According to the Centers for Disease Control and Prevention (CDC), long COVID “is a range of symptoms that can last weeks or months after first being infected with the virus that causes COVID-19 or can appear weeks after infection. Long COVID can happen to anyone who has had COVID-19, even if their illness was mild, or if they had no symptoms.”
Linda Spaulding, RN-BC, CIC, CHEC, CHOP, a member of Infection Control Today®’s Editorial Advisory Board (EAB), says that she’s “seen athletes in their 20s on the wait list for double lung transplants because of long COVID. That’s something that has long-term consequences. Some people talk of COVID fog. They just can’t put their thoughts together.”
In addition, even the treatments for those with long COVID can put toll on a patient’s body.
IPs and other health care workers on the frontlines are also in danger of contracting long COVID. “If health care workers have to give up their careers, then what comes next?,” says Spaulding, adding that the financial consequences of long COVID on the health care system could last “forever.”
A preprint study by Oxford University investigators on the medRxiv website, compares brain scans for SARS-CoV-2 infections in 394 COVID-19 patients who tested positive for the infection against 388 patients in a control group. “We identified significant effects of COVID-19 in the brain with a loss of grey matter in the left parahippocampal gyrus, the left lateral orbitofrontal cortex and the left insula,” the study states. “When looking over the entire cortical surface, these results extended to the anterior cingulate cortex, supramarginal gyrus and temporal pole.”

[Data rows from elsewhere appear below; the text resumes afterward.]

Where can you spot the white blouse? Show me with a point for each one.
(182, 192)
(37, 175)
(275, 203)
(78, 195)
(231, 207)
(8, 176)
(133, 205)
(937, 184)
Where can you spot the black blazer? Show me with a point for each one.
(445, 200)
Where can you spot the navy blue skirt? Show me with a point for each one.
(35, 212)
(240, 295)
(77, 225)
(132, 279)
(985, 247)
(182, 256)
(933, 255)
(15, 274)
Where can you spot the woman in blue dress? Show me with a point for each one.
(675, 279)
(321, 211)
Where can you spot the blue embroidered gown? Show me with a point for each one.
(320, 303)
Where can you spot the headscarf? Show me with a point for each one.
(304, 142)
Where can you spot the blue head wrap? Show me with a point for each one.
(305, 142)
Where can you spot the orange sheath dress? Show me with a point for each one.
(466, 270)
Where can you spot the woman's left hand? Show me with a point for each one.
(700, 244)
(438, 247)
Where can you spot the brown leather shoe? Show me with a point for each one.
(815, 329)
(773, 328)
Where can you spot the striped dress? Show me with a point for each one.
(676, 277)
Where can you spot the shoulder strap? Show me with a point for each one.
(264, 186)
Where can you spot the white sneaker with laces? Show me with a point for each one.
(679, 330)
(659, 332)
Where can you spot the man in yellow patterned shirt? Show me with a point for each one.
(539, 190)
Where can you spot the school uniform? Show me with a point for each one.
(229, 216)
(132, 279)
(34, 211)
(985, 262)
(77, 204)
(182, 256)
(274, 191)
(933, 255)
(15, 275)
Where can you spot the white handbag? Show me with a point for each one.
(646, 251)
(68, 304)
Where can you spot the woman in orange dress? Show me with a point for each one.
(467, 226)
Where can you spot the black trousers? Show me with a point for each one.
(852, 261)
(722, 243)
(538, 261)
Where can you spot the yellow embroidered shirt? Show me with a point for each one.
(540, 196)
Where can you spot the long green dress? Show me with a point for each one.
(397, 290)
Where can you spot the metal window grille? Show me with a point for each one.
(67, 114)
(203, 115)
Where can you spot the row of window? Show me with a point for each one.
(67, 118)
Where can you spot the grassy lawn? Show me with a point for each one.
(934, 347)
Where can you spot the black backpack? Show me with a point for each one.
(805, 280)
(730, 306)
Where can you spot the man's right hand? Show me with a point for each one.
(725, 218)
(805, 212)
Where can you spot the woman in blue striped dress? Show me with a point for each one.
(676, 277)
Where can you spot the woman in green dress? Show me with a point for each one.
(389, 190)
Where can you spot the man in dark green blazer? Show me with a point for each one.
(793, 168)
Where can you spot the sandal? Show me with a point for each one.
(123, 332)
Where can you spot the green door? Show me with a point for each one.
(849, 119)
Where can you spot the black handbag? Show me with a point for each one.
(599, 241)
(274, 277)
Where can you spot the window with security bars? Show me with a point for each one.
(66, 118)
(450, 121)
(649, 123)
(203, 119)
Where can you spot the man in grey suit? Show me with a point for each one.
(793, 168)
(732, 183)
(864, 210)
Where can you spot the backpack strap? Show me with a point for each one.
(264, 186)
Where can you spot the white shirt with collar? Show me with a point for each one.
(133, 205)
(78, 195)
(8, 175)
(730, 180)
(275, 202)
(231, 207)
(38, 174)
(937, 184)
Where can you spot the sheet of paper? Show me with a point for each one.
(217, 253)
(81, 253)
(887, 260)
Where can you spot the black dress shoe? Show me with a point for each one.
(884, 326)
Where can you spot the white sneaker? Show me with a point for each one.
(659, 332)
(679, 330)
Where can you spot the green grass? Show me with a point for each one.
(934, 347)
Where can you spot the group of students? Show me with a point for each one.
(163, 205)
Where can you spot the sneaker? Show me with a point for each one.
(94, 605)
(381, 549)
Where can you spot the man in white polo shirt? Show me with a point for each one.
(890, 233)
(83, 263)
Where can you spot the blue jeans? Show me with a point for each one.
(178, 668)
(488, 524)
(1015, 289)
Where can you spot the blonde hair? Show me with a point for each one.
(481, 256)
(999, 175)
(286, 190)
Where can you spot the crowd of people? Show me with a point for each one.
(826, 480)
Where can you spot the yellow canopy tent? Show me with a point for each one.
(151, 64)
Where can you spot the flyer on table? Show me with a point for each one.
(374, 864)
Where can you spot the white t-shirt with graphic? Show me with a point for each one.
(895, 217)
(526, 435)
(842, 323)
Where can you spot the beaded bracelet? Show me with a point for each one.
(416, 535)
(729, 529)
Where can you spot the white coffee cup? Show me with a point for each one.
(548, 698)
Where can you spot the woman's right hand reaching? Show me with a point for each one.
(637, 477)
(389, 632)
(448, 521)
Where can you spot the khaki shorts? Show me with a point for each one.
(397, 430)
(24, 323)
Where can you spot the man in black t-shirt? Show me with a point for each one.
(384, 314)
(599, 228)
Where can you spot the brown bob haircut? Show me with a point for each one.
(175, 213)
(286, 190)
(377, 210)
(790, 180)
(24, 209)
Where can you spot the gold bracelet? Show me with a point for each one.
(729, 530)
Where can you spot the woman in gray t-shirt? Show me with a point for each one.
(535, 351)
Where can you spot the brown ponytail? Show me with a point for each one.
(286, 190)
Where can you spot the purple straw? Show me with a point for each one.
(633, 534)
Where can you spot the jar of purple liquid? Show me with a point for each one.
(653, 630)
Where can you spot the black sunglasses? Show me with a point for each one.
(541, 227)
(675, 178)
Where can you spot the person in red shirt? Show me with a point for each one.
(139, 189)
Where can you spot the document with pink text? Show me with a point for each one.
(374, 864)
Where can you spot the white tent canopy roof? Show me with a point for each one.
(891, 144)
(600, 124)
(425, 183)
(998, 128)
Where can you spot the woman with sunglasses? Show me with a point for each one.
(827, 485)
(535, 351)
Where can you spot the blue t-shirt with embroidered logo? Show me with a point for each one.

As noted by Kevin Kavanagh, MD, another member of ICT®’s EAB, a core difficulty in society’s attempt to guide COVID-19 from pandemic to endemic is that COVID is not just a respiratory virus. Kavanagh wrote in October that SARS-CoV-2 is similar to HIV because it can “silently spread throughout the host’s body and attack almost every organ.”
IPs and other health care workers are not immune to long COVID, but they are not always believed when they complain of symptoms, as reported in the Atlantic in November. The author writes that he “interviewed more than a dozen … health professionals from the United States and the United Kingdom who have long COVID. Most told me that they were shocked at how quickly they had been dismissed by their peers.”
Monica Gandhi, MD, MPH, an infectious disease expert and a professor at the University of California, San Francisco, has been saying throughout the pandemic…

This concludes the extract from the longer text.